Contributors to this thread:
I have a massive oak tree the wind blew down. I would like to cut it up into firewood this summer. Will that risk bringing Oak Wilt to my property? I live in northern Marathon County
GJG: If the oak you’re chopping up was dead and had oak wilt it certainly becomes a risk. Oak wilt basically can be spread through roots or through the tree itself, as a fungus. Tree-tree itself is completed through a beetle that feeds on sap, which carries the fungi spores to new trees. The overall health of the oak that had fallen is the variable. I always error on the side of caution unless the tree is in a location where it has to be cut and moved.
You can't spread oak wilt by cutting a tree that is already down. If that tree is already infected the root grafts have already spread to adjacent trees. The only other way to infect other trees would be by damaging them.
GJG, the way I look at it, those darn beetles are something I don’t want attracted to my properties en mass.
You will hear all kinds of opinions, just like when CWD is involved. I always take the most conservative approach, and me, I would wait until July 4th or later before cutting/splitting so not to attract beetles that may have fungus on their toes.
Oak Wilt is awful. I take all recommendations seriously and add a safety factor to protect my healthy veneer trees.
Be cautious, oak wilt sucks and can change your landscape/ecosystem in a hurry. We only cut oaks November-April. Btw I am no expert but have dealt with oak wilt and I hate it.

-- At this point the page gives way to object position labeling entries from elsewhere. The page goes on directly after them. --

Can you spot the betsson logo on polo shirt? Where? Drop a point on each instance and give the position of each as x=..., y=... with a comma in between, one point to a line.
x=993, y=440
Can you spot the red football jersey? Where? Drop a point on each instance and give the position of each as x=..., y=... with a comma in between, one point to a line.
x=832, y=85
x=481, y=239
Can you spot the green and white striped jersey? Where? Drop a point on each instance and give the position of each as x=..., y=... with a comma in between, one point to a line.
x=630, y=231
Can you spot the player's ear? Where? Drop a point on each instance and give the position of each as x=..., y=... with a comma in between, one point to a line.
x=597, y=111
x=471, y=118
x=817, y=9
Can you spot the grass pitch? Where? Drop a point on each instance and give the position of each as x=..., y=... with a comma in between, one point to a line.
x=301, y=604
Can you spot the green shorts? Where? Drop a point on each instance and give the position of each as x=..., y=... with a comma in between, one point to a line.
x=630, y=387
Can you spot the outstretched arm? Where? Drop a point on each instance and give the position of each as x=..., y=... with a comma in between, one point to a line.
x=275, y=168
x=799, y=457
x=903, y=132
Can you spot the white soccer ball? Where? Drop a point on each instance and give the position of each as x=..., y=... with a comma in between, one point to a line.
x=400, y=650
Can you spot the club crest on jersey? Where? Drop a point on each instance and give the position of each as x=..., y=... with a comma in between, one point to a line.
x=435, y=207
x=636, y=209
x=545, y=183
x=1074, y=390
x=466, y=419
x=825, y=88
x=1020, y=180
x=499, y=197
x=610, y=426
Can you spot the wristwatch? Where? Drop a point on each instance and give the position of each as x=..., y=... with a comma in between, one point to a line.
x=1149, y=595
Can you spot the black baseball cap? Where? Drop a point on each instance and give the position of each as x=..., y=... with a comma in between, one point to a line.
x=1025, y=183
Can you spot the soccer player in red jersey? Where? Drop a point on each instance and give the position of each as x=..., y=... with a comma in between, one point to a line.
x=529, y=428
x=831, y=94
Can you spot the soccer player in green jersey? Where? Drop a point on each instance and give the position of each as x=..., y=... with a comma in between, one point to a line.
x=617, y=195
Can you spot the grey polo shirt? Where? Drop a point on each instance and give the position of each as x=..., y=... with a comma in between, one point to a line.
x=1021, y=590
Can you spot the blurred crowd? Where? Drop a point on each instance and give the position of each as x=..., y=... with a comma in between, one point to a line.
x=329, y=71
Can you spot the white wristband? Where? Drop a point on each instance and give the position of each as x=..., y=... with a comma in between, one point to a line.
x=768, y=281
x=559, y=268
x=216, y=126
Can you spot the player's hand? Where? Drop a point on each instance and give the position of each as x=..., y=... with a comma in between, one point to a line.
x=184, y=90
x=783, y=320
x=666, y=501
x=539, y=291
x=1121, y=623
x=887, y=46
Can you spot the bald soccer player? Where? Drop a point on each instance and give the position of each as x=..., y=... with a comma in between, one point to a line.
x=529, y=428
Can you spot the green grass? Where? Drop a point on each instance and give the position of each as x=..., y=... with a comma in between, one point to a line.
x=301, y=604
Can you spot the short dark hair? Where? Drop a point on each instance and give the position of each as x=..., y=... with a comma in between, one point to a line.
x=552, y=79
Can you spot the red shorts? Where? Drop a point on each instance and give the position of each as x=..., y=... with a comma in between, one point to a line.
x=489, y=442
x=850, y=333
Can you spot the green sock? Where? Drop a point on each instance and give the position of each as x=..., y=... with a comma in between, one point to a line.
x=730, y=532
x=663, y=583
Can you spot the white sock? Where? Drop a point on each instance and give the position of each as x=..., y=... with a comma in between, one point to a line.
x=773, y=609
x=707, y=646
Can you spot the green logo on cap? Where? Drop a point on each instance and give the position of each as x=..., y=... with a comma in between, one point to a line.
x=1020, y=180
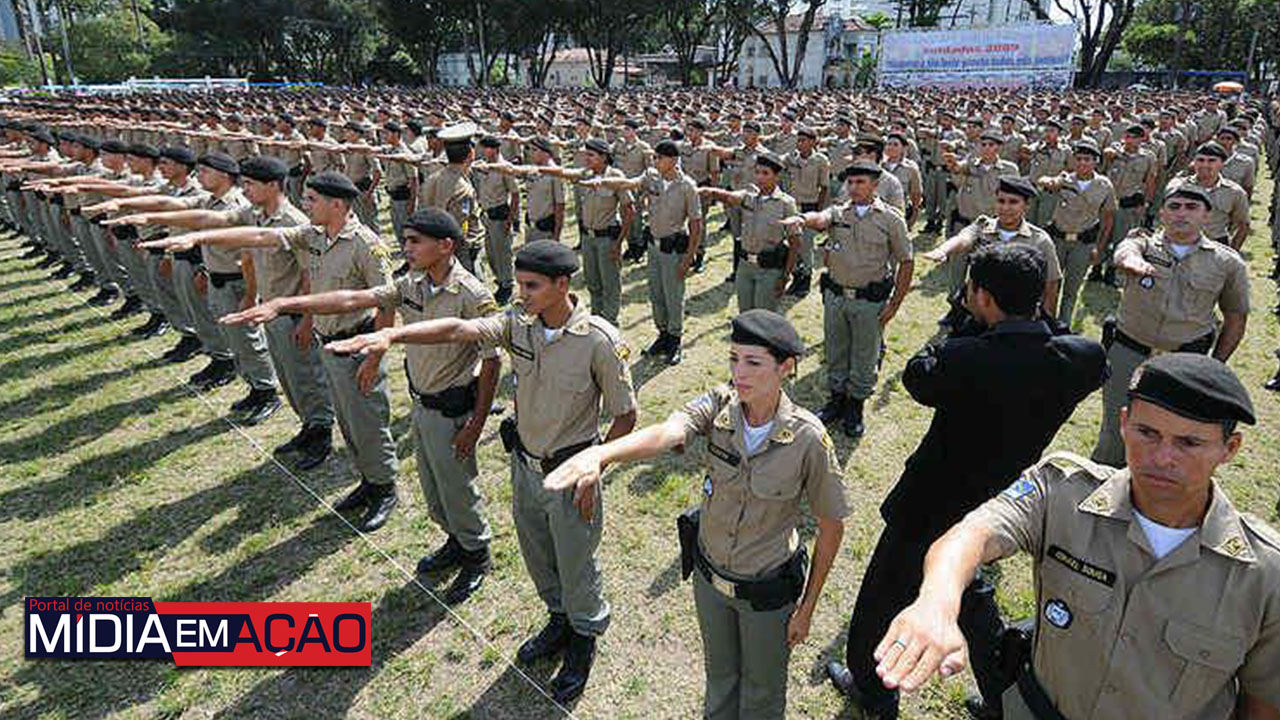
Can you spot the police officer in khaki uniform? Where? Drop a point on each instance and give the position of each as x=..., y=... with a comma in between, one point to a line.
x=1155, y=596
x=1082, y=220
x=604, y=218
x=278, y=273
x=1009, y=224
x=768, y=458
x=676, y=228
x=1229, y=220
x=499, y=206
x=1173, y=281
x=769, y=250
x=341, y=254
x=570, y=365
x=868, y=259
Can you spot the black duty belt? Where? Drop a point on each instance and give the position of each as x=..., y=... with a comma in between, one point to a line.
x=219, y=279
x=1201, y=345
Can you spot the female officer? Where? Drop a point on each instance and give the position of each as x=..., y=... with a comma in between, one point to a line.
x=766, y=455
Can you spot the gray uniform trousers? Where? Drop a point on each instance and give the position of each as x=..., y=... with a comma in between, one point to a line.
x=497, y=247
x=449, y=484
x=365, y=420
x=247, y=342
x=757, y=287
x=851, y=347
x=745, y=655
x=603, y=276
x=667, y=291
x=1115, y=395
x=196, y=308
x=1073, y=256
x=300, y=372
x=560, y=548
x=167, y=292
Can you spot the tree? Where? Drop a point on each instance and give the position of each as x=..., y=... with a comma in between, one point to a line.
x=786, y=63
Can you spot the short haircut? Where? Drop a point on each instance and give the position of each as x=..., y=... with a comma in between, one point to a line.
x=1011, y=273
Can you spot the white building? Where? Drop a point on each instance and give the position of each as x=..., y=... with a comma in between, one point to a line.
x=839, y=45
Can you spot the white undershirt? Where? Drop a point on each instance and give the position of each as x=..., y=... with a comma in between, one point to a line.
x=755, y=437
x=1162, y=540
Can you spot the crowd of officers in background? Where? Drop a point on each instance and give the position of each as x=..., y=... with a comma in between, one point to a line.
x=250, y=227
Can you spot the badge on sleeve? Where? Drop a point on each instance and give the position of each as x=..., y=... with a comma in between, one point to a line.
x=1057, y=614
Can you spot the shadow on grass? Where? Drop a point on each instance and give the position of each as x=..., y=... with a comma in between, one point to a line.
x=402, y=618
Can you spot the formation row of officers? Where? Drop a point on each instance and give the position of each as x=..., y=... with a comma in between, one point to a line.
x=215, y=246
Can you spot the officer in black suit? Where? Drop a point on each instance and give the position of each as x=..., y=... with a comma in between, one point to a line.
x=1001, y=388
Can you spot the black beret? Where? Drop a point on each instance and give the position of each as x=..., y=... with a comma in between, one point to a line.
x=144, y=150
x=547, y=258
x=1192, y=191
x=862, y=168
x=766, y=328
x=597, y=145
x=434, y=222
x=769, y=160
x=1212, y=150
x=1016, y=185
x=220, y=162
x=332, y=183
x=264, y=168
x=1193, y=386
x=667, y=147
x=179, y=154
x=1086, y=147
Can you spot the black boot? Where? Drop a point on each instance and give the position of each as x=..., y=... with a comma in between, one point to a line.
x=316, y=447
x=259, y=405
x=105, y=296
x=853, y=424
x=382, y=501
x=215, y=374
x=579, y=657
x=186, y=349
x=357, y=497
x=548, y=642
x=475, y=566
x=835, y=409
x=446, y=557
x=132, y=304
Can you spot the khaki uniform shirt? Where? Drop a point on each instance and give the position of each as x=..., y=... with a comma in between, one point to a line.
x=672, y=204
x=1079, y=210
x=1129, y=173
x=544, y=194
x=762, y=228
x=449, y=190
x=977, y=186
x=752, y=502
x=356, y=259
x=435, y=368
x=986, y=231
x=600, y=205
x=809, y=176
x=862, y=250
x=1121, y=634
x=1230, y=205
x=562, y=383
x=279, y=272
x=1175, y=304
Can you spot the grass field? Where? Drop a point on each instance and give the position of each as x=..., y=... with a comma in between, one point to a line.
x=117, y=481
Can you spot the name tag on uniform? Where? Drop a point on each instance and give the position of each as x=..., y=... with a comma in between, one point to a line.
x=1082, y=568
x=723, y=455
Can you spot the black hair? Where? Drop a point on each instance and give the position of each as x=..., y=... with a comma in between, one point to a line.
x=1013, y=273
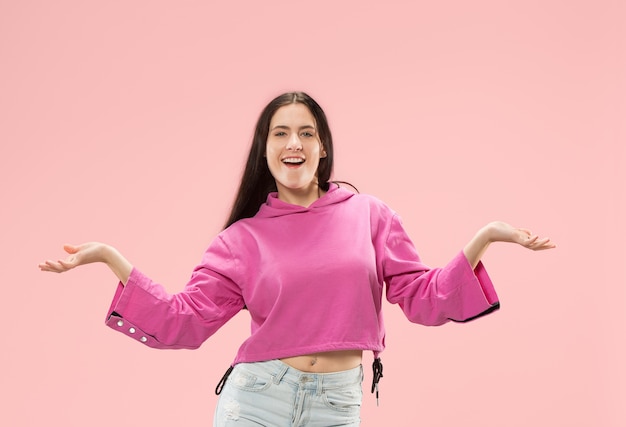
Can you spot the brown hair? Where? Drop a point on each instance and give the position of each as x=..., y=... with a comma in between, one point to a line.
x=257, y=181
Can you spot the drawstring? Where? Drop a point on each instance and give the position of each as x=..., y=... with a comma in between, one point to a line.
x=222, y=382
x=377, y=366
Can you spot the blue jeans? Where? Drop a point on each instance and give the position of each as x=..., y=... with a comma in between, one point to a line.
x=273, y=394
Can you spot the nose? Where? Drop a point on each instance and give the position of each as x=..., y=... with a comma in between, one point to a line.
x=294, y=142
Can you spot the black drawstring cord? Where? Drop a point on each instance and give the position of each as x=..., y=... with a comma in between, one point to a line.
x=222, y=382
x=377, y=366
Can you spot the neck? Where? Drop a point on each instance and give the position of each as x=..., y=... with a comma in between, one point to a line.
x=300, y=196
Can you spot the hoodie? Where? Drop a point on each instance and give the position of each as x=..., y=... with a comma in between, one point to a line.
x=312, y=278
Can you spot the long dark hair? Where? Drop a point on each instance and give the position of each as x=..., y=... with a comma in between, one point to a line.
x=257, y=181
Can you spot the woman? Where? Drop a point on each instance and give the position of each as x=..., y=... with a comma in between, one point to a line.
x=309, y=260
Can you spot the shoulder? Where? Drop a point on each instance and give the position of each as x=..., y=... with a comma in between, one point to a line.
x=375, y=205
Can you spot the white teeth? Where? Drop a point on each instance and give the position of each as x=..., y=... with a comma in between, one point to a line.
x=293, y=160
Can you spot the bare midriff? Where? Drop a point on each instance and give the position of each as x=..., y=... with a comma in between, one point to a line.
x=321, y=363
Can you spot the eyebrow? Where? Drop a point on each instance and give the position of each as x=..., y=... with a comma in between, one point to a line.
x=288, y=128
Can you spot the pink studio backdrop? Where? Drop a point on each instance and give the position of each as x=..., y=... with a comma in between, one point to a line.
x=128, y=122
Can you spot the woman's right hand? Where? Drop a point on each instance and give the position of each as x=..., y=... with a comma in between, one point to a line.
x=88, y=253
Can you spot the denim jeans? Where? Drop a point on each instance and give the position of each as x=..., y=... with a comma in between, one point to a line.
x=273, y=394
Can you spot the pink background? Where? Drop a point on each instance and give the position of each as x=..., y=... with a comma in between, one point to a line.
x=128, y=122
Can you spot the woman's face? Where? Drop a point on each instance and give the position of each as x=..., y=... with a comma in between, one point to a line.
x=293, y=152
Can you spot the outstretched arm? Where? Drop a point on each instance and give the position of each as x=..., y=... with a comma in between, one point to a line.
x=88, y=253
x=499, y=231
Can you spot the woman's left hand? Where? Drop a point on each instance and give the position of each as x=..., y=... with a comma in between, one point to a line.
x=499, y=231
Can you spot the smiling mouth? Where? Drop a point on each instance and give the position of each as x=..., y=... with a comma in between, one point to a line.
x=293, y=161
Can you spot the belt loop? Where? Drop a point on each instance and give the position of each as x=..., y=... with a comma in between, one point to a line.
x=281, y=373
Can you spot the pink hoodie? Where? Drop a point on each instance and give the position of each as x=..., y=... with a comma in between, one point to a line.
x=312, y=279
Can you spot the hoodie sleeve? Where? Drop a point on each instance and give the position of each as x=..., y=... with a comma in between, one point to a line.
x=438, y=295
x=145, y=311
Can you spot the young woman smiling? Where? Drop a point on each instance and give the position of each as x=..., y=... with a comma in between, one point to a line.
x=310, y=261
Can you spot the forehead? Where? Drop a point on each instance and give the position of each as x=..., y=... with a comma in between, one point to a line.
x=293, y=115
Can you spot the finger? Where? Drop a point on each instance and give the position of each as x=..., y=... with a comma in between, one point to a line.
x=51, y=266
x=70, y=249
x=530, y=241
x=542, y=244
x=67, y=264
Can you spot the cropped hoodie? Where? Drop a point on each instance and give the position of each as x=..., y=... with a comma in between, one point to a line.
x=312, y=278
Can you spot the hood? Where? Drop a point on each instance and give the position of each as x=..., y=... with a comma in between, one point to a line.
x=274, y=207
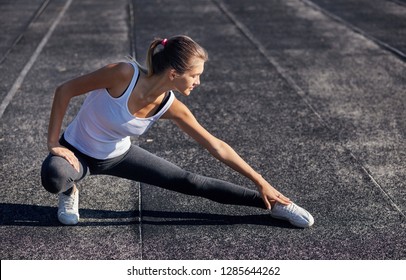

If an oak gets infected with oak wilt is it a fast or slow death? I have a nice big oak on each side of my house. One is looking good, the other one had been slowly going downhill for about 4 years now. Fewer leafs, smaller leafs, the leafs that are left seem to hang on longer after going brown in the fall. I have other huge oaks in the yard farther from the house, so far they look good.
Jeff in MN, the answer is...it depends. A lot of variables. It is alway good to have solitary oaks, or ones that have root structures separate.
Many confuse decline of oaks (and other trees) with a disease. A decline in an established tree can happen for several reasons. Case in point, look at the trees across the road from the place that sells kittens for $20 (or strawberries in season). That woodlot has been decimated simply by cows compacting the soil. Huge oaks now dying, bark eaten and rubbed off for an f’in feedlot. Sorry, I digress.
So, pay attention to any root disturbances, either heavy equipment or cows running around the house.
As much as we try to protect our oaks, all it can take is a windstorm to open a wound for a beetle to walk.
You have seen how when I planted trees, I separate rows of oak with other tree species so if Oak wilt did start, the root zones are separate from adjacent rows of oaks.
In the end, keep a watchful eye and don’t move wood off or onto the property. I once offered my neighbor free propane if he would quit bringing oak home to burn. He was getting free oak from coworkers and it was taken from an OW hot zone. Fortunately, they moved away not long after my offer.
What is the period when you are not supposed to do any pruning?
Again, this depends. Avoid larger branches late winter.
The guidance, notice GUIDANCE, says you may be ok after July 4th. Do not springtime prune oaks from April to July 4th.
This is where I am conservative. I won’t prune oaks outside of complete dormancy. For me, that is November 15 to March 1. I only prune over winter to avoid ANY chance of s weeping wound.
Others will disagree, but the old adage is true, “better safe than sorry”!
My particular oak was just old. I bet it is 48" in diameter. It was obviously here before the rest of the woods began from its limb structure (limbs began 3' from the ground like a bush).
That is cool, a wolf tree. Count back the rings and see what you end up with. You may need a magnifying glass and push pins.